In Escherichia coli nucleoside phosphorylases catalyze the scission of the N-glycosidic bond in the most common RNA nucleosides. The presence of two enzymes with CU-NH activity has been proposed to provide considerable flexibility for mRNA degradation in different environmental conditions, or the ability to hydrolyze some low-level modified nucleoside of tRNA and rRNA [3,11]. Indeed, the enterobacterial RihB CU-NH is active on synthetic 5-substituted uridines, and thus may also act on similarly modified nucleosides found in RNA molecules. More than one hundred naturally-occurring modifications have been so far observed in RNA nucleosides, playing important roles in the structural stability and function of RNA in all kingdoms of life [12,13]. However, RNA modifications can be introduced also by exogenous alkylating agents  or associated to antibiotic sensitivity , which alter the integrity and function of cellular RNAs (i.e. ribosome trapping and formation of truncated proteins). Despite the fact that nucleotide modification processes and effects have been the subject of intense research during last years, the catabolic pathways of modified nucleosides still requires investigation.
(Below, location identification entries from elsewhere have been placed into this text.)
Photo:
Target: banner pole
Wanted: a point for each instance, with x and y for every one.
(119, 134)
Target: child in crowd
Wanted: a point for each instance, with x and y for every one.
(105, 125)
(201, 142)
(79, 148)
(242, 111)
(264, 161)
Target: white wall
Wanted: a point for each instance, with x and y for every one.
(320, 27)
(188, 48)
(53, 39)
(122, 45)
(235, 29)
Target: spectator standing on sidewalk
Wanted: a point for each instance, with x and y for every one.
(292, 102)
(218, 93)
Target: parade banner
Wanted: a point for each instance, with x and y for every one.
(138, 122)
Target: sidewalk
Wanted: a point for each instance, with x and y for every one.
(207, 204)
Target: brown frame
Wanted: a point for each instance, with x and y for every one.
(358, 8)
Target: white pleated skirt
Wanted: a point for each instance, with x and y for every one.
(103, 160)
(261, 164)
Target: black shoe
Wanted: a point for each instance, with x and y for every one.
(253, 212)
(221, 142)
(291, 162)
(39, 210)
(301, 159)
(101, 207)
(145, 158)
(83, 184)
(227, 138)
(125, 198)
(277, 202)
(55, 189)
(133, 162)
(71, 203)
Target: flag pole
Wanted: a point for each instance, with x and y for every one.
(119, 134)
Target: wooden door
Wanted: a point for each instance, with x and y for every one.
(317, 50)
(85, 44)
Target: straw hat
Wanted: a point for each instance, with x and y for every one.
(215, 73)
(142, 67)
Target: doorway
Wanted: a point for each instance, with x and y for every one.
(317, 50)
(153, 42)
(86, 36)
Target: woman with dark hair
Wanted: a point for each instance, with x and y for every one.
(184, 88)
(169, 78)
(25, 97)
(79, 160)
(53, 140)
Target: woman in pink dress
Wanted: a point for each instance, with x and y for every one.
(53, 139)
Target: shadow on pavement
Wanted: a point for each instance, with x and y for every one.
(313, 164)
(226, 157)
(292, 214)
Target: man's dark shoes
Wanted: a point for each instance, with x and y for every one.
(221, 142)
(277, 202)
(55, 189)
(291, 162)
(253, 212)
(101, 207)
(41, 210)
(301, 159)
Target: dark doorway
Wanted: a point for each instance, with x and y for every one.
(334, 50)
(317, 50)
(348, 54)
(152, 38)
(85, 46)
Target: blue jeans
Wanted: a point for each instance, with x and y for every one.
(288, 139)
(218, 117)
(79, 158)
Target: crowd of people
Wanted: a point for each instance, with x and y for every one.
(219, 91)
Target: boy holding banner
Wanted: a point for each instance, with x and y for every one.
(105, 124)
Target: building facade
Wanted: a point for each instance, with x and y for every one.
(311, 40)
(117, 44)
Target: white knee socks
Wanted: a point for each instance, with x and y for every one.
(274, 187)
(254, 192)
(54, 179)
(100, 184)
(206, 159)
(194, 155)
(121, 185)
A tempting possibility is that CU-NHs may provide a primary degradation pathway for such modified nucleic acids components. Hence, further insights into the substrate specificity of bacterial CU-NH, together with the definition of the structural determinants involved in substrate binding, are required to validate this hypothesis.
CU-NHs are homologous to the non-specific IU-NH isozymes at central active site positions, and thus can be classified as belonging to a common homology group, termed NH Group I . A recent mutagenesis study demonstrated that the absence of two specific active site tyrosines in CU-NHs is responsible for the slow turnover of purine nucleosides . Two CU-NH-encoding genes are present in E. coli cells, termed either ybeK and yeiK, or rihA and rihB, respectively. The rihB gene was shown as physiologically silent, but its transcription is raised 25-fold in autoinducer-2 conditioned medium . The rihA gene is poorly expressed only in glucose-rich medium [3,17]. The gene products RihA and RihB have been characterized using steady-state kinetics and X-ray crystallography, and display similar kinetic constants, characterized by mid- to high-micromolar KM values for uridine and cytidine [16,18,19]. RihB can also hydrolyze the N-glycosidic bond in 5-substituted uridines, reinforcing the hypothesis of a broad substrate specificity to include modified RNA nucleosides. The crystal structure of RihB has been determined both in presence of the fortuitous ligand glycerol , and of the slowly-hydrolyzed purinic substrate inosine , while RihA was co-crystallized with the reaction product ribose . These structures remarked the overall similarity with IU-NHs in both the protein fold and ribosyl binding site. The ribose-bound RihA displays an open structure suggesting that a ligand mimicking the nitrogenous base is required for enzyme closure. In particular, two active site loops connecting strand β3 to helix α3 (loop αL) and the C-terminal portion of helix α9 were highly flexible and not traceable in electron density maps. A single histidine residue (His13) was observed in two discrete orientations, and the transition between these two conformations was postulated as crucial in allowing the rearrangement between the open and closed forms. Yet, the nature of the interactions stabilizing the closed form structure, and the events following chemistry that lead to the active site opening remain largely unknown.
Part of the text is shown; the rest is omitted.